I had a great day meeting with Jen Mitcham, who blogs here on her work at the Borthwick Institute and also Laura from University of Sheffield Library to talk about and share experiences of digital preservation. The needs and set up in our various institutions are different but we share many areas of concern, such as the need for advocacy and the challenges of integrating traditional archival theory and practice with the management of digital data.
We talked a bit about terminology and about how confusing this can get. “File” and “archive” mean very different things to different people. It might not just be a question of avoiding confusing terminology but aso have learning a new language to discuss familiar territory. For archiving read sustainability, for curate read preserve, for file read item and so on.
Old vs new
There are many areas where the management of traditional archives and born digital overlap. All those involved in preservation – digital or otherwise – need to tackle some basic questions. What have we got? What should we be collecting and preserving? What are we trying to achieve? It is as important for the traditional archivist to have a sense of what to collect, why collect and who is the audience as it is for the digital archivist.
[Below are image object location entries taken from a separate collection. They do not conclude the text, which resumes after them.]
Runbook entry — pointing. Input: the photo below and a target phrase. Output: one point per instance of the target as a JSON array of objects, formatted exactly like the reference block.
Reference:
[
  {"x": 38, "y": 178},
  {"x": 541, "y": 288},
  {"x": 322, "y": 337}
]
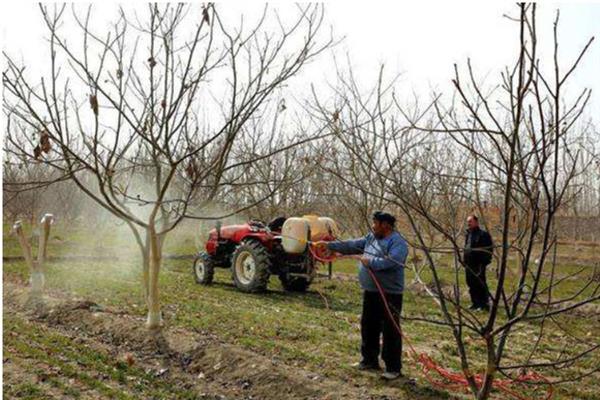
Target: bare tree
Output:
[
  {"x": 149, "y": 116},
  {"x": 515, "y": 148}
]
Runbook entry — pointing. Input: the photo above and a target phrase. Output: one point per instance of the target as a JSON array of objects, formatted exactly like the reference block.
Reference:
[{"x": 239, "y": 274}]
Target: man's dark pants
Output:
[
  {"x": 374, "y": 322},
  {"x": 477, "y": 284}
]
This could be formalised in a policy document or plan but need not be; there still needs to be a clear sense of direction and structure for the work being undertaken.
The need in the first instance to have intellectual control of the collections – whatever they are. The first question any archivist should ask themselves is “what have I got”? This can be a particularly difficult question to answer if it is obscured by the physical medium of the items themselves – whether they are documents written in a language or hand which is hard to read (it could be Latin, secretary hand or an early version of WordPerfect) or in a format which is inaccessible (water damaged document, reel-to-reel tape, 5 1/4″ floppy disk). But even though it might be a technically difficult question to answer it’s one which most people can begin to tackle – even if the answer (description) of the data is “medieval document” or “word processed document” or even “research data in a study of termites”. Before making any further progress we have to now what the scale of the problem is.
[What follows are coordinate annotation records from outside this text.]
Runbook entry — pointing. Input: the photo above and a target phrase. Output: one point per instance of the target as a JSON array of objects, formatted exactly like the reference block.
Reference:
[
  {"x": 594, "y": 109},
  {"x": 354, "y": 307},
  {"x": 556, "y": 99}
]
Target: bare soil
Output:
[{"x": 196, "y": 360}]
Pieces in the preservation puzzle
Here at Lancaster University we are focussing on the management and preservation of research data – that is the raw data from scholarly outputs that the university staff and students produce. This data is undeniably valuable and useful but only if it can be accessed and reused for the long term and be trusted, just like any other evidence (or archival document). We are considering ways in which we can map research data outputs* which I think will have really big benefits for preservation planning and go some way towards tackling the questions about what we have, what might we be receiving, how long do we need to keep it for. Because of the huge volume of data we are talking about it makes sense to try and automate as much of the process as possible – something my colleagues at York have been giving some thought to.
And while some of this might seem a little removed from those grappling with legacy files on outdated systems, managing emails, corporate archives or whatever else, they are all pieces in the preservation jigsaw puzzle.
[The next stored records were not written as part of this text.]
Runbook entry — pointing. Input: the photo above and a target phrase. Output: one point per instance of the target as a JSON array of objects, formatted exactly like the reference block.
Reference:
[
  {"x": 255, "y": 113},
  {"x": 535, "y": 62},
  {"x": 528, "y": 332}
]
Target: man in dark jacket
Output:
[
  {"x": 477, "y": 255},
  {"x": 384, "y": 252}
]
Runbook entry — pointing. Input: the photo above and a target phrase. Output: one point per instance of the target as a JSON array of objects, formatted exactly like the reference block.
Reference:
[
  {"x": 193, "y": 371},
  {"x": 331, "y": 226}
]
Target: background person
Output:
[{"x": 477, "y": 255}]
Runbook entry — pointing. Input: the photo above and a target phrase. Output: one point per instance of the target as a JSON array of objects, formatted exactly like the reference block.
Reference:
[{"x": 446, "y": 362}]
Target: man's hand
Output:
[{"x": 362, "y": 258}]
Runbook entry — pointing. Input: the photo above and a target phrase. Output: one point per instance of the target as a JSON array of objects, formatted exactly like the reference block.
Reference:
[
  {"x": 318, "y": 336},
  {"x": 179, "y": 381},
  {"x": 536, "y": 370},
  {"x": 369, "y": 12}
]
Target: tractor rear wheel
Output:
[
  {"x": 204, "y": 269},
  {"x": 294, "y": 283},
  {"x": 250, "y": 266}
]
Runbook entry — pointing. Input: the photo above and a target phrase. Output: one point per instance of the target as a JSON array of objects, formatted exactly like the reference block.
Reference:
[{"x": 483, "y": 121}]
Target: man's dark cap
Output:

What we should be collecting is a decision for each individual repository but the important thing is that this is clearly (although not necessarily) rigidly defined and that stakeholders (depositors, users, researchers) are consulted and involved.
Crossing the digital divide
What are we trying to achieve is the long-term preservation of archives/data and making them available and discoverable. This is something which presents the big challenge but one for which solutions are continually being developed. There is not going to be one software tool which will adequately do all of this but then there isn’t one single solution for arranging, describing, indexing, storing, labelling and retrieving traditional archives and there are likely to be a range of solutions which are suitable for one, the other or both. We are currently inhabiting a world of hybrid digital non-digital archives and we need to be thinking about solutions which cross this perceived divide. These might be old or new but we need to bring together preservation and digital preservation to look at how we manage archives whatever their format.
There’s more about what we mean when we talk about archives here from Kate Theimer.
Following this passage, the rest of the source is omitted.